Права она или нет, в любом случае чтото на нее подействовало, и во избежание его повторного тлетворного влияния было бы логично попытаться узнать, что это, а не перематывать пленку с последствиями снова и снова.
«С чего все началось?
Я просто стояла на остановке. И когда я увидела его сидящим на тротуаре, мне было абсолютно наплевать как на извращения в его мировоззрении, так и на технику в сексе. Почему? Потому что это был акт позерства, показухи. Столь рьяное, воинственное безразличие – не что иное, как замаскированный крик о помощи, который в свою очередь является одной из лицемерных попыток вызвать сочувствие, одобрение».
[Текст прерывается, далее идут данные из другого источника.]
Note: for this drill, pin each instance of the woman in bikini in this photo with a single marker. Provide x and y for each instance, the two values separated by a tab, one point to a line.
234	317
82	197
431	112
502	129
Лицемерие в любой форме вызывало в ней все что угодно, только не желание.
«А сама ты не лицемерка?» – вопрос возник неожиданно и повлек за собой как минимум двухминутное замешательство.
«Возможно».
«Даже наверняка я такая же лицемерка, как и все остальные. Бывают моменты, и они, безусловно, преобладают, когда я готова распять на крестах и пересажать на кол всех поголовно. Да, я лицемерка, поносящая других и превозносящая себя, но я, по крайней мере, оставляю за собой право ошибаться».
Поэтому мамаша того малолетки зря так разволновалась. Она была просто не способна ударить его. Спросить, зачем он это делает, – да. Удержать – возможно. Но не ударить. Ей вспомнилась оса, бившаяся в судорогах, муравей с разрубленным телом, продолжавший отчаянно шевелить лапками; трехмесячный щенок, которого она убила со всей своей «непредумышленностью», тихо страдавший, тихо мучившийся, тихо умиравший и тихо окоченевший тоже в одиночестве, один человек… К их боли и к их смерти она была причастна. И больше всего на свете она боялась стать ответственной за это снова.
По щекам у нее текли слезы. Она со злостью вытерла лицо.